"Oh," she says, eyeing her now empty glass. "If you want to talk about Dad, I need a refill." Pushing the soft throw blanket off, she rises, putting her long, toned legs on display, legs I shouldn't be looking at, let alone thinking about, but I am all the same. So when she asks, "Would you like a refill?"
My answer is easy. "Yes, make mine a double, please."
From where I'm positioned on the couch, my back is toward the kitchen, which is a good thing. As much as I don't want to take my eyes off her, I need to. I need to get a grip on myself. She might be an acceptable age, but what about everything else? Duty, honor, respect, loyalty to my best fucking friend. He might be six feet underground, but that doesn't change the fact that he entrusted me with his most prized possession.

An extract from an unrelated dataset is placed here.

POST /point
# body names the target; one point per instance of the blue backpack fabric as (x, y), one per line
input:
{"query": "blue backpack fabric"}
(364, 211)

She's back in what feels like seconds with our drinks, not spending nearly enough time making them for me to clear my mind of the reckless thoughts I can't seem to escape. When she hands me my drink, her perky satin-covered breasts are practically spilling out of her camisole, causing me to cross my legs. The last thing I need is for her to know she affects me. She's been teasing me for years, and it's getting harder and harder to ignore. Collecting her discarded blanket, she takes a seat, but it's no longer on the couch opposite me. No, now she's sitting on the far side of the same one I'm on. The move is innocent enough—she even covers her bare legs—but it's the proximity in general that's becoming unbearable. It should calm my nerves, seeing her, smelling her, having her close, but instead, the combination feeds my insanity.

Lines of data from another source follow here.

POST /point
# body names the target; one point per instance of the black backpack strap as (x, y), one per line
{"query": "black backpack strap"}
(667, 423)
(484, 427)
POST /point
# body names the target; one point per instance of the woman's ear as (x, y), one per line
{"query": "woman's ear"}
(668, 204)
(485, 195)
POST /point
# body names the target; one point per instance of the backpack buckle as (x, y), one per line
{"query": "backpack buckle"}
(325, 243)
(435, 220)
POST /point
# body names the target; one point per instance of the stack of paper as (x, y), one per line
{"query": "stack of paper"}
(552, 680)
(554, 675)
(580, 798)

"What exactly do you want to talk about? I know the envelope was sealed when you gave it to me, but I assumed it wasn't in its original packaging."
She knows me well. That damn envelope was the bane of my existence when it showed up the day she turned twenty-one. I contemplated opening it and repackaging it just as she's assuming now. After all, she didn't know the letter existed, and neither did I until it arrived. However, I ultimately decided against it. I had already received my own letter from Damon the week following his death. Aside from a father writing his daughter well wishes for a milestone life event, I didn't believe there was anything in hers of importance. But with the events that have happened recently and her twenty-second birthday coming up, I'm not convinced her letter was only regrets, hearts, and words of affirmation.
I could ask her to tell me what the letter said, but I'm not sure she'd give it to me verbatim, and I don't want to ask her something and inadvertently share information she's not yet privy to, but I've suspected for some time that, maybe even before the accident, she's known Kelce isn't her brother full or otherwise. Leaning into that will help me gauge my next question.
"Did Damon mention Kelce in his letter to you?"
Her chest visibly inflates before she takes a long drink of bourbon. That reaction tells me she knows something.
"I know he's only my half brother," she answers flatly. "But you already knew that." She raises a brow, daring me to tell her she's wrong. "So how about you stop dancing around what you really want to ask me and get on with it?"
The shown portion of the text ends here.